Nitai,
Many thanks for the great insight!
In response to your 4 items:
1. *CODE*: Very good insight and agreed. I do have a New Relic account
- Check!
2. *DATABASE*: I will check your links in a few... One thing that I've
seen consistently across many blogs through some minimal research in db
comparisons is that Mongo is easier to setup and get going on and even
though it can scale, Cassandra is easier to configure for scaling and setup
for scaling (for a cluster) by default (or something similar to that.) The
sharding stuff for Mongo seems to, again from the minimal research I've
done, even on the Mongo website, seems to be very "warning-like". They say
if you you don't plan from the start with how you are going to shard the
db, it can become a pain later on. Does anyone know of any very good
reference tutorial on properly preplanning/preparing for sharding with db
structure examples for Mongo specifically?
I also understand that several of the major high traffic sites use
multiple databases as each db has its own benefit in performance, ease of
use/management, scalability, ACID transactions, etc. My DB need for now is
for the user/categories portion of the apps. So far, you've given me an
extra star for Mongo ;)
3. *SERVER*: It will all be EC2-based probably using Beanstalk since we
don't support GAE anymore (because of GAE inconsistency issues). Been
hearing a LOT about Nginx performance all over the web. May definitely
consider this - otherwise apache.
4. *DNS*: Already have DnsMadeEasy - Check! They are very good by the
way - I've used them for years and they've recently done a major overhaul
with their UI and other features. I know that AWS has their Route53 or
something and one of the projects I was working on seemed to have made it
easier to work with a load balancing setup with their elastic IP. I still
like the decoupling from AWS with DnsMadeEasy though.
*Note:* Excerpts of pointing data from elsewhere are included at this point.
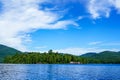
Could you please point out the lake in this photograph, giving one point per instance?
(59, 72)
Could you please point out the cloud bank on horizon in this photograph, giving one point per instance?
(19, 18)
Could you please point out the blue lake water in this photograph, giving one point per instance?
(59, 72)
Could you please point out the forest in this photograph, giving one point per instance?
(51, 57)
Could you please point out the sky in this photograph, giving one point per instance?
(67, 26)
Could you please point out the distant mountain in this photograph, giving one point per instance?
(104, 57)
(5, 51)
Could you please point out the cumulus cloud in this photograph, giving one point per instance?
(80, 51)
(95, 43)
(102, 8)
(20, 17)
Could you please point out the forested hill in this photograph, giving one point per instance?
(107, 57)
(103, 57)
(5, 51)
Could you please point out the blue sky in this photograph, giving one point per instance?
(74, 26)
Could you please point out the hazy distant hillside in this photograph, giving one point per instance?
(104, 57)
(5, 51)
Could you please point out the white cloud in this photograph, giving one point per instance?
(80, 51)
(95, 43)
(102, 8)
(20, 17)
Nitai, could you elaborate a little bit more on "* You
can even achieve DNS load balancing and diverse network connections with
DNS.* " The part I'm talking about is the *diverse network connections*.
Do you mean for failover purposes or scalability. If for scalability,
please elaborate.
Your response has been very helpful. I may consult with you in the near
future as well if your prices are not anywhere close to what I "Think" a
guy like Alan's could possibly be ;) His prices "might" be more affordable
once I reach phase 9 or 10 of the project. I wonder what the heck his
consulting prices could be like????
Anyhow, now's the time I really regret not going to the open cf summit!
Didn't have the time to travel at that time... Would've been nice to hear
Alan speak on high performance OpenBD!